# Java CAPI



## Maik20 (13. September 2008)

Hallo,

ich möchte mittels Java die ISDN Leitung auf eingehende Anrufe überwachen. Dazu bin ich nach einiger Suche auf das JAR von MMS Computing gestoßen. Dort sind auch zahlreiche komplexe Beispiele für Anrufbeantworter, Fax-Bilderkennung, ... vorhanden. Leider fällt mir hier der Einstieg sehr schwer, da ich kein einfaches Beispiel finde.

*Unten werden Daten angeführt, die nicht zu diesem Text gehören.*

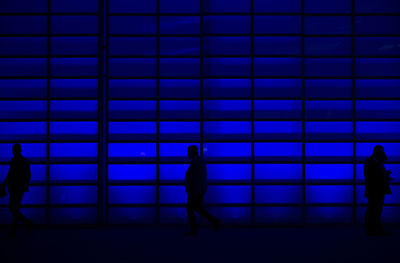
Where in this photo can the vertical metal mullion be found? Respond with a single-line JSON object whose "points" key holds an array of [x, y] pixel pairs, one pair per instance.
{"points": [[158, 116], [253, 203], [353, 75], [303, 117], [48, 116], [102, 121]]}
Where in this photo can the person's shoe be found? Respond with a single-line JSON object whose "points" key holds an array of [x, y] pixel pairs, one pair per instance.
{"points": [[216, 226], [28, 227], [12, 234], [191, 234]]}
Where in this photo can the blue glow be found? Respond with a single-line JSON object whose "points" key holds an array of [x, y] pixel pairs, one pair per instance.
{"points": [[132, 194], [278, 194], [73, 194], [73, 172], [338, 194], [131, 172], [329, 172], [278, 172]]}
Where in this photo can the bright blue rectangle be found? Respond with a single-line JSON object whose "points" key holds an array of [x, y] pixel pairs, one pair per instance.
{"points": [[74, 46], [328, 6], [32, 151], [329, 172], [173, 172], [226, 45], [379, 131], [328, 25], [269, 88], [180, 130], [23, 46], [73, 172], [131, 172], [174, 67], [231, 150], [71, 88], [132, 194], [180, 46], [172, 195], [229, 172], [329, 110], [23, 88], [134, 150], [132, 67], [140, 25], [23, 24], [179, 109], [132, 88], [227, 109], [130, 110], [180, 88], [277, 130], [328, 88], [278, 172], [78, 67], [370, 109], [75, 24], [22, 131], [288, 194], [23, 67], [35, 196], [228, 194], [180, 25], [328, 194], [73, 215], [277, 46], [277, 24], [75, 151], [226, 24], [329, 151], [277, 67], [221, 67], [73, 130], [73, 194], [73, 109], [277, 151], [278, 109], [132, 131], [227, 88], [378, 67], [329, 131], [227, 130]]}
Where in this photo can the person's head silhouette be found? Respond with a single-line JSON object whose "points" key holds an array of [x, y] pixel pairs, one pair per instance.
{"points": [[193, 151], [16, 149], [379, 153]]}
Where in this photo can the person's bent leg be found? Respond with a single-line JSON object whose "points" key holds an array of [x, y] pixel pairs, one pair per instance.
{"points": [[191, 217]]}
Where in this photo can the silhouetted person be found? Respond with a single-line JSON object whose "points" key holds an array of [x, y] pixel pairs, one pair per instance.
{"points": [[17, 182], [196, 186], [376, 187]]}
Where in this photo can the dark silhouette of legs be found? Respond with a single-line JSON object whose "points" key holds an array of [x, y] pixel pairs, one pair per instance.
{"points": [[15, 206], [373, 214], [195, 204]]}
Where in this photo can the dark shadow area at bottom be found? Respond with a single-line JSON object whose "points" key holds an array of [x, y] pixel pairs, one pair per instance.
{"points": [[167, 244]]}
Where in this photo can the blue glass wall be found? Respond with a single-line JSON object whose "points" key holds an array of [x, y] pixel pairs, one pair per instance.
{"points": [[286, 99]]}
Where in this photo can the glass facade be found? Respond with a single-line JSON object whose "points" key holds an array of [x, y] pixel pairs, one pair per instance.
{"points": [[286, 99]]}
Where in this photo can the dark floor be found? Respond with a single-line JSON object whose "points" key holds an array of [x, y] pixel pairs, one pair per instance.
{"points": [[163, 244]]}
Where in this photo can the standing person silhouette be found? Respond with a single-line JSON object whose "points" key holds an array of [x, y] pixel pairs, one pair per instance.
{"points": [[17, 182], [196, 186], [376, 187]]}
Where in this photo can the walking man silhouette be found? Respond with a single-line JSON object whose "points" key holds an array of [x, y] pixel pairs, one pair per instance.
{"points": [[196, 186], [377, 180], [17, 182]]}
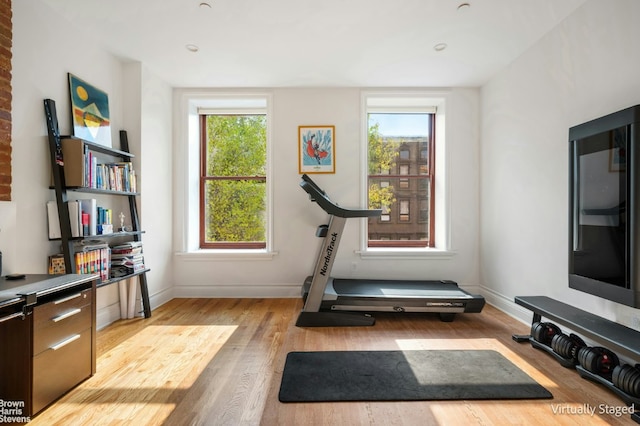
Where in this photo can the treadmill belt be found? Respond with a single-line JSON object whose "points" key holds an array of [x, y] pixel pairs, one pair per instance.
{"points": [[390, 288]]}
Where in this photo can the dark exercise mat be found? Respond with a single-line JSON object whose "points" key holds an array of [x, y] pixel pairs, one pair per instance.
{"points": [[404, 376]]}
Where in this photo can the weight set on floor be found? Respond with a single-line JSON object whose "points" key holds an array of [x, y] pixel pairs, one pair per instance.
{"points": [[627, 379], [543, 332], [567, 346], [598, 360]]}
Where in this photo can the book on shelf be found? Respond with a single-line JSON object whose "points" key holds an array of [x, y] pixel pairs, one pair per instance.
{"points": [[127, 259], [83, 169], [56, 264], [53, 219], [90, 222], [93, 258]]}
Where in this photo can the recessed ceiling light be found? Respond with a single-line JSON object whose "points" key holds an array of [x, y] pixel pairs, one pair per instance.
{"points": [[440, 47]]}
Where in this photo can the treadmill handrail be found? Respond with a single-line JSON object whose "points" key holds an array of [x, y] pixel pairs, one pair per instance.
{"points": [[319, 196]]}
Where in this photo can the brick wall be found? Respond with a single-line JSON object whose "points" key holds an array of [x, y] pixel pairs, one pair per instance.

Hat hier zufällig jemand ein einfaches Beispiel, wo z.B. die anrufenden Nummern nur in der Konsole ausgegeben werden?


----------



## Thomas Darimont (13. September 2008)

Hallo,

schau dir mal hier das Beispiel zu "Answering Machine an":
http://ltu164.ltu.edu/~hky/hw7/hw7.html
http://www.longsoft.de/Software/German/Pages/LongJTAPI/Windows_de.html

Hier gibts die JTAPI Spec:
http://jcp.org/aboutJava/communityprocess/final/jsr043/index.html

So wie es ausschaut kommt man vom CallEvent zum Call
vom Call dort gibts schon die Info
( Address origaddr, String dialedDigits) zu der Connection
dort gibts getAddress().

Damit würde ichs mal versuchen.

Gruß Tom


----------



## hasher (21. August 2011)

Und hast du irgendwelche Fortschritten gemacht? Ich will auch so etwas entwicklen nur komme ich nicht so weit.


----------